ー11ー
食事を終え、夜が更けても病室の中は明るい笑い声で満ちていた、のだが。
「それであの時さー、……っと」
ベッドに並んで腰かけていた仄の頭がぐらりと揺れると、ぽす、と隣のヒバナにもたれかかる。
慌ててヒバナはその身体を抱き留めた。
「あらら、もうこんな時間か。つい話し込んじゃったね~」
ベッドサイドの時計は既に22時を回っていた。
「んー……まだ、まだせんせぇといる……」
仄は目をごしごしとこすりながら必死に頭を上げようとするが、「ふわぁ……」と大きな欠伸をしてそのままこくり、と舟をこぎだす。

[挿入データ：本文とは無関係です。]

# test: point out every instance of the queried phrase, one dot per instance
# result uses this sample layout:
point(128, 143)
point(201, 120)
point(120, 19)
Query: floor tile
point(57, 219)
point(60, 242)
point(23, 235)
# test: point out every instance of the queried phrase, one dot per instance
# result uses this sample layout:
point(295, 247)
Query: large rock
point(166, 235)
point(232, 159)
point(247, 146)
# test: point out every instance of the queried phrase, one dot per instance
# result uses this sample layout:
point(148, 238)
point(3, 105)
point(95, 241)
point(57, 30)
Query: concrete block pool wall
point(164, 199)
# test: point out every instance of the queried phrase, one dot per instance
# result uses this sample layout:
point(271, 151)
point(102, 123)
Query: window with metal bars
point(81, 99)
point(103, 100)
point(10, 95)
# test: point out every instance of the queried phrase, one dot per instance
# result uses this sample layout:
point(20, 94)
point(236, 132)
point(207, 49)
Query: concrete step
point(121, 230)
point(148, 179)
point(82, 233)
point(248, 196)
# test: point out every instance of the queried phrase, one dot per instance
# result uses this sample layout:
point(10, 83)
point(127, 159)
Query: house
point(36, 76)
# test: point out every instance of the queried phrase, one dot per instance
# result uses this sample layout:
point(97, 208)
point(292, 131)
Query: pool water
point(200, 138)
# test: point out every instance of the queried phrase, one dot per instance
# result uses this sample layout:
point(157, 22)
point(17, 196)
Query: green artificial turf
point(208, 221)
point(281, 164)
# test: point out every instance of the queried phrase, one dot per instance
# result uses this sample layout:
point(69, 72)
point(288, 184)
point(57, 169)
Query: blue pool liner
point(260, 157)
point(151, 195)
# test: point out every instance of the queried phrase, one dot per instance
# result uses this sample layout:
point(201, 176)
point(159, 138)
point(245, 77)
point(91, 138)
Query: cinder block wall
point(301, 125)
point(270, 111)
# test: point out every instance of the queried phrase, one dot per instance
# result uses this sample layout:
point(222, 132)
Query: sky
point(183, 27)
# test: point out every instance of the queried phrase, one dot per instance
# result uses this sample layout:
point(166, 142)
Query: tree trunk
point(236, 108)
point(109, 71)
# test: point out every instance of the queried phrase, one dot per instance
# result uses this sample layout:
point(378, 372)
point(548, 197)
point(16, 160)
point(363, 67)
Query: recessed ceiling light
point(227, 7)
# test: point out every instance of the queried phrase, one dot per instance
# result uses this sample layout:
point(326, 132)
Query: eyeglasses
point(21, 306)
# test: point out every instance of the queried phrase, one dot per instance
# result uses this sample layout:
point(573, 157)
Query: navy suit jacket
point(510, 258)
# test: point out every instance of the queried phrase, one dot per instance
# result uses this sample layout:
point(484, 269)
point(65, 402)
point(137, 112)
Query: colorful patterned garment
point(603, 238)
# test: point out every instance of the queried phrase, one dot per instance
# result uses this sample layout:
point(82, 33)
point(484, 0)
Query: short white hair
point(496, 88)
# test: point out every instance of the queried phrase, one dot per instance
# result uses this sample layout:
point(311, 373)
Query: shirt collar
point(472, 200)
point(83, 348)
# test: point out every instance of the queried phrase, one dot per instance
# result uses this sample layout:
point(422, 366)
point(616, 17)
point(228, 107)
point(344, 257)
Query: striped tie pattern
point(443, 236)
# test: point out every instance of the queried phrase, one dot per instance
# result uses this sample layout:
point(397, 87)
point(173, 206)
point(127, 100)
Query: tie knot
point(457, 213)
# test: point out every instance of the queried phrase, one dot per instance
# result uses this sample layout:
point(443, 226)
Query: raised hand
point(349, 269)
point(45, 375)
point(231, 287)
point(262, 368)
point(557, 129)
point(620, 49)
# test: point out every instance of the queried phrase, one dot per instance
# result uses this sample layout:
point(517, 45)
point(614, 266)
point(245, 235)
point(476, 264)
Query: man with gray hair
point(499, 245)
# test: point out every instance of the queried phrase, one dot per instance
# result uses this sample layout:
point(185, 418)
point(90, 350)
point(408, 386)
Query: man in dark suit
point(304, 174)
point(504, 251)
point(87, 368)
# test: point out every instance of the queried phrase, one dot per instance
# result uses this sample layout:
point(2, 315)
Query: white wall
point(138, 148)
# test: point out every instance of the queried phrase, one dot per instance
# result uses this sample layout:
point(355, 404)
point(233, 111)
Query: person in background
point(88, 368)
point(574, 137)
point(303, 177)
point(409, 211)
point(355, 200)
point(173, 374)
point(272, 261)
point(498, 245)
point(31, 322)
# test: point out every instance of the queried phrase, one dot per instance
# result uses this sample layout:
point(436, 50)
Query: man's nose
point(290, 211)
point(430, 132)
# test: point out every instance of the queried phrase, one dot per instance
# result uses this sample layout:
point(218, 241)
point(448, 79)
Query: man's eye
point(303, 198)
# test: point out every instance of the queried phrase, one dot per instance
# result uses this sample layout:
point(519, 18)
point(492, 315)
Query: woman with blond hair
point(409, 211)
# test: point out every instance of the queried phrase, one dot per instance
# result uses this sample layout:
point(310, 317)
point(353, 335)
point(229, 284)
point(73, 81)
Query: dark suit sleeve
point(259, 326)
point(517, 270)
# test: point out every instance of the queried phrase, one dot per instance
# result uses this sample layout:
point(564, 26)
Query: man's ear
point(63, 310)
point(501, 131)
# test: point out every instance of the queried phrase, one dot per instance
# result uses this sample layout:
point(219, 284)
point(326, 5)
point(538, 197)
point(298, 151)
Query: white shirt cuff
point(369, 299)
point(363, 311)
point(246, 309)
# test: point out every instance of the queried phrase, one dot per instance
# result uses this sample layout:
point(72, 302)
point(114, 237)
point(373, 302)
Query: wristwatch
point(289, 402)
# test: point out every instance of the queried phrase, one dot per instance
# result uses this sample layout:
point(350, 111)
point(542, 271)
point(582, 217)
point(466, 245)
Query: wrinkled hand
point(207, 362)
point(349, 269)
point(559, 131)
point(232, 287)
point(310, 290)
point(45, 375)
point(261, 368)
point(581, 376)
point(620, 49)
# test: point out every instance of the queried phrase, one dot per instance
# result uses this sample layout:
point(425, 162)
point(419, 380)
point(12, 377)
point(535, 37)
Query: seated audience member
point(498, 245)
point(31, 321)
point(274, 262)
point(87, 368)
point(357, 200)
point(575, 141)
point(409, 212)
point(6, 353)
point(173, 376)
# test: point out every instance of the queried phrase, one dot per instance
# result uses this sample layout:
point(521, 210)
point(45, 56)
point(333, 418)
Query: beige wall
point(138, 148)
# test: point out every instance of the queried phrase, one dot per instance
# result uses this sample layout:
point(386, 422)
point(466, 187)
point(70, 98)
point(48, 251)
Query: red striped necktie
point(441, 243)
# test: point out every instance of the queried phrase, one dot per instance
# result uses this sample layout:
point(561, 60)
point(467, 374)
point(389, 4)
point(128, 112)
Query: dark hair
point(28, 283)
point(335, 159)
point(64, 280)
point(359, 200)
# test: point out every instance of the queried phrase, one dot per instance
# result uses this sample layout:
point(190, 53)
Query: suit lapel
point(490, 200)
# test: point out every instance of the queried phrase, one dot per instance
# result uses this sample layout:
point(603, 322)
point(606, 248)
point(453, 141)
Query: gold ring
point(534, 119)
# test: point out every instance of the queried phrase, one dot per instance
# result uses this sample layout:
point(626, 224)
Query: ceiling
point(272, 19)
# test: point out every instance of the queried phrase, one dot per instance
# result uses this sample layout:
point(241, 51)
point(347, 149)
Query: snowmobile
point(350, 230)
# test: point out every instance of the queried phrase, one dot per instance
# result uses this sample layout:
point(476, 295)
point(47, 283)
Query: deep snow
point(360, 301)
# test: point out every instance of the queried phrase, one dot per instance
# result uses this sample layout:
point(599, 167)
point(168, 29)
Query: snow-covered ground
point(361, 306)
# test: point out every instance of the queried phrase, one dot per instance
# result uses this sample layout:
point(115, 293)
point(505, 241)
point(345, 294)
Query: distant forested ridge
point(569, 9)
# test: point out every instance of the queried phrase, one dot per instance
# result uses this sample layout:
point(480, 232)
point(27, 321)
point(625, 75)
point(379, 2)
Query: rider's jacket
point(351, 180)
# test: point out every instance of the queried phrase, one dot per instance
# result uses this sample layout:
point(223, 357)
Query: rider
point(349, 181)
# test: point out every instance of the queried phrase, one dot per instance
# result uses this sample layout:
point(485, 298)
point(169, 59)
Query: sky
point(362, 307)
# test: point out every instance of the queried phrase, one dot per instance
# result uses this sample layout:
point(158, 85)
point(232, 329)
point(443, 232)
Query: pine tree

「仄が12時まで起きてられないのは昔から変わんないね~。ほら仄、今日は帰りな。寮まで戻れないよ?」
「あ、いや、毒島先生が家族控室、使っていいって言ってくれたんで」
「え、そうなの? それなら良かったけど。でもさすがにこの子は寝かせてあげないとね」
ヒバナは苦笑しながら、ウトウトしながらもヒバナの服の裾を掴んで離さない仄の頭を優しく撫でる。
灯は仄に近づき、その肩を軽く叩いた。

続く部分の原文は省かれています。